The College of Pharmacy discussed the PhD dissertation entitled “The Effect of FCGR3A Gene Polymorphism on The Degree of Response and Formation of Autoantibodies to Infliximab in Iraqi Patients with Inflammatory Bowel Disease” by the student Ahmad Kadhum Abd and his supervisor, Assistant Professor Dr. Samer Emad Mohammed in the clinical pharmacy Department.
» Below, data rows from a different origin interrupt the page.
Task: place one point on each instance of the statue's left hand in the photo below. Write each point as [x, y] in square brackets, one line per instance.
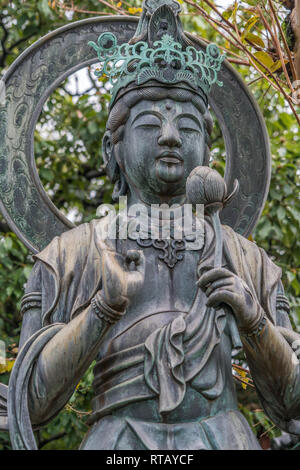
[222, 286]
[122, 275]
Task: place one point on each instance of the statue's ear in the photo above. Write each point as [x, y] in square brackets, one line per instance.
[111, 166]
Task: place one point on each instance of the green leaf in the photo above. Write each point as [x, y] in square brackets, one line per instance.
[255, 39]
[265, 58]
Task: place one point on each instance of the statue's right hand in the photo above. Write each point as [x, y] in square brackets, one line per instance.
[122, 275]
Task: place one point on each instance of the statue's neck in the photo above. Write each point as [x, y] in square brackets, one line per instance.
[148, 199]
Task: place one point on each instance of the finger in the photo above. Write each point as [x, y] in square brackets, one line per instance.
[137, 257]
[224, 283]
[221, 296]
[103, 241]
[213, 275]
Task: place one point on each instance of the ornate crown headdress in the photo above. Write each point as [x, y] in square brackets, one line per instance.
[158, 51]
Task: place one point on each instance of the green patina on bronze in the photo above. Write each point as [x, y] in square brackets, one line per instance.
[161, 319]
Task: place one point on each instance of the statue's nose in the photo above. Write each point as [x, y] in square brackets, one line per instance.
[169, 136]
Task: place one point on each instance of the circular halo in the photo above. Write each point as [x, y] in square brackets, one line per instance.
[42, 67]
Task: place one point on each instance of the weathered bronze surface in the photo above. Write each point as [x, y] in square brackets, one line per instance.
[161, 319]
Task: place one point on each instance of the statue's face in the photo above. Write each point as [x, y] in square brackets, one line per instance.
[163, 141]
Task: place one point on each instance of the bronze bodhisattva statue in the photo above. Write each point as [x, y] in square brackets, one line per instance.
[160, 316]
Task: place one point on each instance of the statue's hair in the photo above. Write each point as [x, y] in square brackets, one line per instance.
[120, 112]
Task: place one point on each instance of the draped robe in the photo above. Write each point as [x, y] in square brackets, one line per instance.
[184, 350]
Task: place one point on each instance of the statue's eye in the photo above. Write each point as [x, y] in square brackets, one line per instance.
[188, 125]
[148, 121]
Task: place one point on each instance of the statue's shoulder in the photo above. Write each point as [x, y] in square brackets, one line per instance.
[77, 238]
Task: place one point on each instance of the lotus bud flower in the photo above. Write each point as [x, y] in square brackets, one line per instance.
[206, 186]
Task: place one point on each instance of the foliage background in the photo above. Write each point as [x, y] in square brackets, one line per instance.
[68, 156]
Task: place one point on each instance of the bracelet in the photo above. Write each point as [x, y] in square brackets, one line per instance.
[257, 327]
[104, 311]
[31, 300]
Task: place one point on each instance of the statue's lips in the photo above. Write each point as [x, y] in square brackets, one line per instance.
[170, 157]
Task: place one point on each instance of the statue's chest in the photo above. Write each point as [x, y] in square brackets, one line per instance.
[170, 278]
[165, 294]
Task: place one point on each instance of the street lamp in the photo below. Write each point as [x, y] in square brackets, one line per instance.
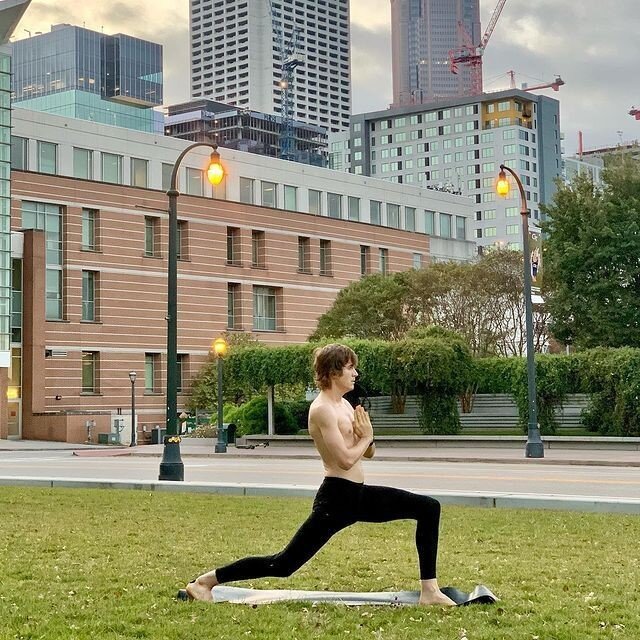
[171, 467]
[534, 447]
[132, 377]
[220, 348]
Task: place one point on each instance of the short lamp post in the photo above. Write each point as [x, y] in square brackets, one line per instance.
[534, 447]
[132, 377]
[220, 348]
[171, 466]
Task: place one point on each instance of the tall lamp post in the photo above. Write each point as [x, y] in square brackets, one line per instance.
[171, 467]
[534, 447]
[132, 377]
[220, 348]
The study aimed to evaluate the association between FCGR3A gene polymorphisms and infliximab drug level, immunogenicity, and clinical outcomes in Iraqi IBD patients. Specific objectives included determining genotype distributions, assessing anti-drug antibody development patterns, evaluating clinical response correlations, and comparing therapeutic drug monitoring parameters between disease subtypes.
This cross-sectional cohort study enrolled 87 Iraqi patients (44 ulcerative colitis, 43 Crohn’s disease) receiving maintenance infliximab therapy. Clinical disease activity was assessed using validated indices (partial Mayo score for UC, CDAI for CD). Pre-infusion blood samples were analyzed for complete blood counts, inflammatory markers (ESR, CRP), infliximab trough levels, and anti-drug antibodies using ELISA methodology. FCGR3A polymorphisms (rs396991, rs449443, rs396716, rs443082) were determined via PCR sequencing. Statistical analyses included logistic regression modeling to evaluate genotype-phenotype associations.
The results showed that clinical remission was achieved in 40.9% of UC patients (median 98.4 weeks) and 48.8% of CD patients (median 66.7 weeks), aligning with long‑term trial data. Anti-drug antibodies were detected in 27.3% (UC) and 27.9% (CD) as total ATI, and in 11.4% and 9.3% as free ATI. Over 75% of patients had subtherapeutic infliximab levels (<3 µg/mL), with only 22.7% (UC) and 25.6% (CD) reaching target concentrations despite combination therapy. The FCGR3A rs396991 polymorphism showed disease‑specific pharmacogenetic effects: in UC, the AC genotype correlated with low trough levels (median 0.34 µg/mL) and high ATI (53.3%), while CC carriers achieved optimal exposure (55.6% ≥3 µg/mL; 22.2% ATI). In CD, the AC genotype was protective (41.7% ≥3 µg/mL, lowest ATI), and the AA genotype was linked to better hematologic indices. Logistic regression confirmed in UC that the AA genotype reduced odds of achieving target levels (OR = 0.27, p = 0.019) but increased risk of ATI development (OR = 8.50 total; OR = 18.00 free).
The study recommended implantation of therapeutic drug monitoring and regular disease activity assessment as well as the importance of encouraging pharmacogenetic studies in Iraq.